3. Muslim yang berdosa karena ketiadaan kebenaran, jika ketiadaannya itu disebabkan alasan yang dapat diterima, maka maklumilah, jika tidak serulah, nasihatilah dan fokuskanlah perhatiannya pada kebenaran.
4. Kafir dzimmi yang berjanji, haknya harus dipenuhi karena jaminannya, jika ia mengingkari janji, dia harus dihukum seperti orang yang memusuhi Islam dan diperlakukan seperti mereka.
5. Orang yang bersikap antara kafir dan Islam. Jika dia menonjolkan keislamannya dengan menyembunyikan kekafirannya, maka dia munafik dan diperlakukan sebagaimana orang munafik. Jika ia menonjolkan kekafirannya, maka dia diperlakukan seperti orang kafir.
6. Orang yang memusuhi Islam dan kaum muslimin, orang seperti ini wajib diperangi oleh kaum muslimin.

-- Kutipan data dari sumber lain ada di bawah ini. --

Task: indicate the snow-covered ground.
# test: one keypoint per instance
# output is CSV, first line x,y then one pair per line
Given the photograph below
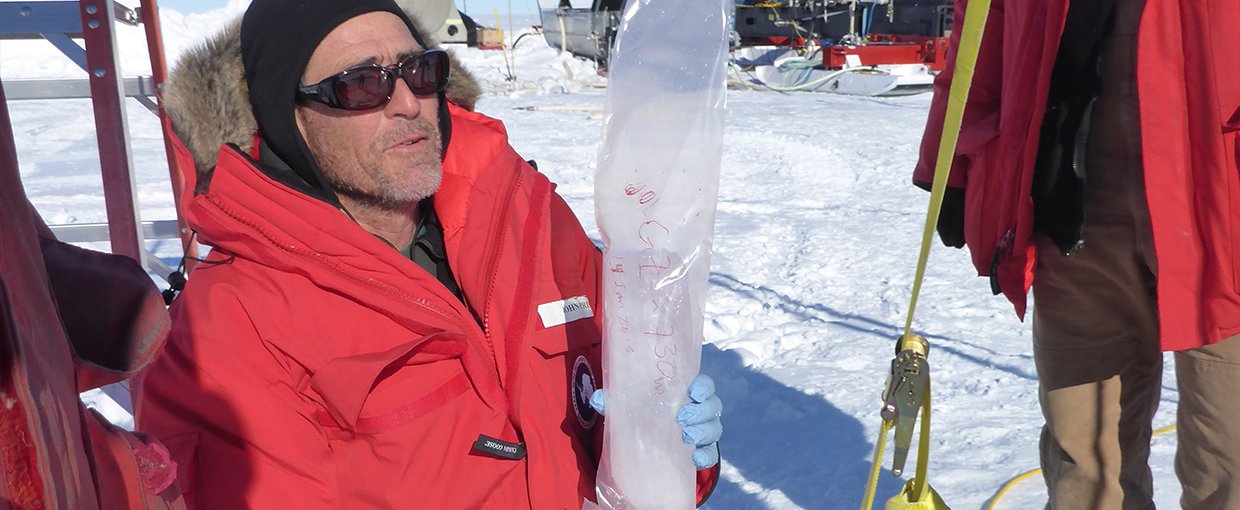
x,y
816,241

Kemurnian ini menjadi sesuatu yang mendasar dalam da’wah, bila tidak, bisa jadi kaum muslimin mencampuradukkan antara Islam dengan konsep-konsep kekufuran, bahkan tanpa disadari dia telah keluar dari jalan Islam.
UKHUWWAH
Da’wah merupakan tugas berat yang harus dipikul bersama dengan kerjasama yang baik diantara para aktifisnya. Untuk itu diperlukan adanya ukhuwah diantara sesamanya. Imam Syahid Hasan Al Banna menyatakan: “Yang saya maksud dengan persaudaraan adalah kondisi hati dan jiwa yang diikat dengan ikatan aqidah. Aqidah merupakan ikatan yang paling kuat dan paling mahal.Persaudaraan merupakan buah dari keimanan dan perpecahan merupakan buah dari kekufuran. Kekuatan pertama dalam persaudaraan adalah persatuan dan tidak ada persatuan tanpa cinta. Derajat cinta yang paling rendah adalah bersihnya hati dan cinta yang paling tinggi adalah mengutamakan pihak lain”.

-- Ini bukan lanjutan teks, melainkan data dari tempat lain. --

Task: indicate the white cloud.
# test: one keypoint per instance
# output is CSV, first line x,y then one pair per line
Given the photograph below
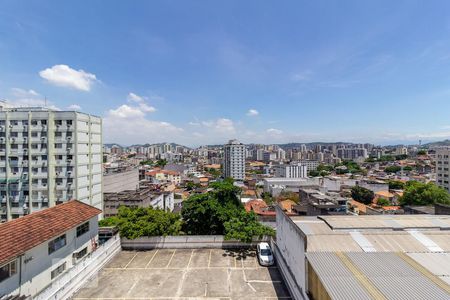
x,y
274,131
65,76
129,125
125,112
141,101
74,107
21,93
252,112
132,97
28,98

Di dalam Al-Qur’an, Allah Swt menyebutkan bahwa mu’min itu bersaudara, ini berarti keimanan itu harus dibuktikan dalam bentuk persaudaraan sesama mu’min, dan bila persaudaraan itu tidak nampak, itu menunjukkan keimanan yang lemah. Bila persaudaraan telah ditunjukkan, maka salah satu yang nampak adalah adanya saling tolong menolong, bahkan tidak hanya menolong orang-orang yang dizalimi, tapi juga menolong orang yang berbuat zalim. Rasulullah Saw bersabda: Tolonglah saudaramu yang dizalimi dan yang berbuat zalim. Anas berkata: “Ya Rasulullah, kami dapat memahami bila menolong orang yang dizalimi, namun bagaimana kami harus menolong orang yang berbuat zalim?. Rasulullah Saw bersabda: “Cegahlah dia dari berbuat zalim” (HR. Bukhari).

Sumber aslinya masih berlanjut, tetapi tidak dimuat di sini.